Functional Roadway Classification


Functional roadways classifications identify what function roadways should perform before determining street widths, speed limits, intersection control or other design features. Functional classification ensures that non-transportation factors, such as land use and development, are considered in planning and design of streets and highways.

The classifications also determine which routes should be part of the metropolitan highway system and which should receive regionally-allocated federal funds.

The Federal Highway Administration (FHWA) requires the region to track designations and mileage of the existing highway system for various reasons. Cities, counties and MnDOT may also designate the functional classification of planned highways under their jurisdiction.

4 classes of roadways

The functional roadway classification system within the Twin Cities metro area consists of four classes of roadways:

  • principal arterials (which include interstate freeways)
  • minor arterials
  • collector streets
  • local streets

Principal arterials - 5.3%

The Metropolitan Highway System consists of 915 miles of principal arterials which represents 5.3% of road miles in the region.

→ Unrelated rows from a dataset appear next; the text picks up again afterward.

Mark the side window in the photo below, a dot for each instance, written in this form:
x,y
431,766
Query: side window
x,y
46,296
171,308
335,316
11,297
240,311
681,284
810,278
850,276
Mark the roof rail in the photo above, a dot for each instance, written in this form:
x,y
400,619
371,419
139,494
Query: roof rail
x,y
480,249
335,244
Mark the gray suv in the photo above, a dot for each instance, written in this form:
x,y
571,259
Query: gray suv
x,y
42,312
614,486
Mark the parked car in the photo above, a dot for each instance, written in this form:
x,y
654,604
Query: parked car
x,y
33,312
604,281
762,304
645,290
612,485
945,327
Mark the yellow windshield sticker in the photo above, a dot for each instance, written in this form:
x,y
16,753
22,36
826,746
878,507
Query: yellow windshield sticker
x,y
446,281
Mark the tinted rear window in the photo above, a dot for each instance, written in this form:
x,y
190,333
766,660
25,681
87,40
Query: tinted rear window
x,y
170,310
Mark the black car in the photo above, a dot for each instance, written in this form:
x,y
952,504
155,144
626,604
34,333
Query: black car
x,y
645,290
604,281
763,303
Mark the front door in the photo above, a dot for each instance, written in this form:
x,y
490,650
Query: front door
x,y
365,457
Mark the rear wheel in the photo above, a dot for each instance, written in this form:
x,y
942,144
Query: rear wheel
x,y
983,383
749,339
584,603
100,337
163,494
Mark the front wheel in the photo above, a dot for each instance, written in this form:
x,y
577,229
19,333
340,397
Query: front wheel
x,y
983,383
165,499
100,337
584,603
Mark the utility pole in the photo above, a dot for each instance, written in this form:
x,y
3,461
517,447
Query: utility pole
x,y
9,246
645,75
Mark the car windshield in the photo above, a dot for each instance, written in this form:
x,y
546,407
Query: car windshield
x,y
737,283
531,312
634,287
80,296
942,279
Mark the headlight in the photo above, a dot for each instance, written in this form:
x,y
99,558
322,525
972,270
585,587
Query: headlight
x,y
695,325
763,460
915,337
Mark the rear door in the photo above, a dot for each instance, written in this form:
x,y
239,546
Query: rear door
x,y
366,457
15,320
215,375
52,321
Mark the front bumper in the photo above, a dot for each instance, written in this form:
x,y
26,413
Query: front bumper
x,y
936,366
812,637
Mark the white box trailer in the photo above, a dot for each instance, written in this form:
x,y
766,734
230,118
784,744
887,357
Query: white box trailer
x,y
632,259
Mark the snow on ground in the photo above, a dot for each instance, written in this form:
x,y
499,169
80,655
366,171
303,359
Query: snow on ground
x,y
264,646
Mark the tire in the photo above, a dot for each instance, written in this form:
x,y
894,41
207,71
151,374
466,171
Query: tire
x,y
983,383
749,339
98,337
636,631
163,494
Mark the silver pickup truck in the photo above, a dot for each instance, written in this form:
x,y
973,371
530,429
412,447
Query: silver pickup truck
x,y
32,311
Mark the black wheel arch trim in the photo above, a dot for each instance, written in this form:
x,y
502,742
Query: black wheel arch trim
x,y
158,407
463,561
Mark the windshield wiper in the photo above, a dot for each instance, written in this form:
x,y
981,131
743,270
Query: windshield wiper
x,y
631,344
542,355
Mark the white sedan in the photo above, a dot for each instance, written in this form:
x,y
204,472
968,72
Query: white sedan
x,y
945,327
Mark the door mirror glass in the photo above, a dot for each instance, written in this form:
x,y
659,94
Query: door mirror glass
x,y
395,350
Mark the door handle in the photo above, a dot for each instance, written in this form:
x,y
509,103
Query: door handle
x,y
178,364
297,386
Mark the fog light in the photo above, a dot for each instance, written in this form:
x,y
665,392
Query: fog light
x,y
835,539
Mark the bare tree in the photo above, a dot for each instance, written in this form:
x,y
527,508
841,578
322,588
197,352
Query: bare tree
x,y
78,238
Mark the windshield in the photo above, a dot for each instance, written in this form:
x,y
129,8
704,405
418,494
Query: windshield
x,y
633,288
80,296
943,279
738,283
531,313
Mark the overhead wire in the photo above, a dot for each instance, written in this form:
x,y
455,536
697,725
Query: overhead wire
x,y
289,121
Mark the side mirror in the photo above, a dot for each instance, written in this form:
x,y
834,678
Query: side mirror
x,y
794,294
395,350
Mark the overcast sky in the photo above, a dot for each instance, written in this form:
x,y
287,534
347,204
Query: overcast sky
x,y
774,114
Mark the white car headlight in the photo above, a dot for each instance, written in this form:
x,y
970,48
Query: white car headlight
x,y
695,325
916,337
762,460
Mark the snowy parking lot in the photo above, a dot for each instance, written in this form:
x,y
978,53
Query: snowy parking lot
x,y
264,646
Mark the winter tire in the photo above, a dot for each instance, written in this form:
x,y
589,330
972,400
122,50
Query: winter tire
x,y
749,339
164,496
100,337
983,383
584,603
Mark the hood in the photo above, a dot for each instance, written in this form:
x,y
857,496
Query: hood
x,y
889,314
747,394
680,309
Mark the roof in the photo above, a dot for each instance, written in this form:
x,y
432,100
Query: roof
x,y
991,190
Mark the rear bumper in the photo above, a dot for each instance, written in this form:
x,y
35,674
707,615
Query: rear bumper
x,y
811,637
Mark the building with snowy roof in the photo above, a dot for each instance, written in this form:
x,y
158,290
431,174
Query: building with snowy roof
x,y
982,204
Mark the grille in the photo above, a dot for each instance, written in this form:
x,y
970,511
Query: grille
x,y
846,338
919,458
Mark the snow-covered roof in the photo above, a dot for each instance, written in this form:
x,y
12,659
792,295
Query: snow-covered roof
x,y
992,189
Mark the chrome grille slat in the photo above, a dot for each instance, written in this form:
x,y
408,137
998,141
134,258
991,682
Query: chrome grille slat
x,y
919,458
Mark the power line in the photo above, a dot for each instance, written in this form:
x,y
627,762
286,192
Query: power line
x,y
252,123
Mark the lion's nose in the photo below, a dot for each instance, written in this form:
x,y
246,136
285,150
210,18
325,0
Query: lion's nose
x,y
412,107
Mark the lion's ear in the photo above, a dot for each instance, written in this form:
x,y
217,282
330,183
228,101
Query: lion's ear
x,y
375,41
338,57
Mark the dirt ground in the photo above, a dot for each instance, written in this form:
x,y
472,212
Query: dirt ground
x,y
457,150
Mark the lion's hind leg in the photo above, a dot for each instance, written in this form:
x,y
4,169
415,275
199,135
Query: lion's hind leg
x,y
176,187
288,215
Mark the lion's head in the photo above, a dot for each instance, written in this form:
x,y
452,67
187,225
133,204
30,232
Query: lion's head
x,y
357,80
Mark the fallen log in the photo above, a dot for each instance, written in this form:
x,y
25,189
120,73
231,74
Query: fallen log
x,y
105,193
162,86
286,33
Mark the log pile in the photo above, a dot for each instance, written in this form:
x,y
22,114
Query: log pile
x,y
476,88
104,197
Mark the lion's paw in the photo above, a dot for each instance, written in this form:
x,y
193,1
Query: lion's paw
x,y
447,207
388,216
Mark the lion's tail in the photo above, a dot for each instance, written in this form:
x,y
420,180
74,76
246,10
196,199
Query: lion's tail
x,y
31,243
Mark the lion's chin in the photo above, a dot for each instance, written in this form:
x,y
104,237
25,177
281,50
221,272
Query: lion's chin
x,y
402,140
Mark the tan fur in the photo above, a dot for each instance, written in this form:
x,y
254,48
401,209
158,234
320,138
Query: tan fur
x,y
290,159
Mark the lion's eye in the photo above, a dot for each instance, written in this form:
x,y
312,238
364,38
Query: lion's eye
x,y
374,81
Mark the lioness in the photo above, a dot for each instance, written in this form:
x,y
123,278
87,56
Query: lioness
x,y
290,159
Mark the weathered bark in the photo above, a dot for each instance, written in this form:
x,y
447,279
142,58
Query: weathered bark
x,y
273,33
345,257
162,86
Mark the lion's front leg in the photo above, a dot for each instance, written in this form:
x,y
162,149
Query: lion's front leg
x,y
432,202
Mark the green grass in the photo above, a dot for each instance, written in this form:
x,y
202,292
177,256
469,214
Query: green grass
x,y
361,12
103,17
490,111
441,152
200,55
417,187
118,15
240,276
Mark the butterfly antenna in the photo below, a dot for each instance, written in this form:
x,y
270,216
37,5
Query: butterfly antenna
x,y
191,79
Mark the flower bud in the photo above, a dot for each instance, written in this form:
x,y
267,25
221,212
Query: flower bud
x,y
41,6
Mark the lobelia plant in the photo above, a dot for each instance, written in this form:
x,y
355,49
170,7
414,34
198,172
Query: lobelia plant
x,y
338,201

The principal arterials are the most heavily used roads in the area, carrying about 48% of the total vehicle miles traveled in the region. These roads are usually Interstate highways and other freeways or expressways. They are designed to carry longer trips at higher speeds with minimal land access. These roads are primarily owned and operated by MnDOT, although four are under the jurisdiction of counties. Changes to the Principal Arterial network are rigorously reviewed and must be approved by the MPO.

Minor arterials - 14.1%

There are 2,444 miles of minor arterials roads in the seven county metropolitan area, making up 14.1% of system miles. The region has subdivided the minor arterials into A-minors and Other Arterials (formerly called B-minor arterials). The A-minors are intended to supplement the capacity of the Principal Arterials and can compete for regionally allocated federal funds. There are 1942 centerline miles of these roads which are owned by MnDOT, counties, and cities. The A-minor system carries about 26% of the total vehicles miles traveled in the region.

Collectors and local roads - 80%

There are approximately 14,000 miles of collectors and local streets in the region; their primary function is land access. Local units of governments are responsible for planning for collectors and local roads.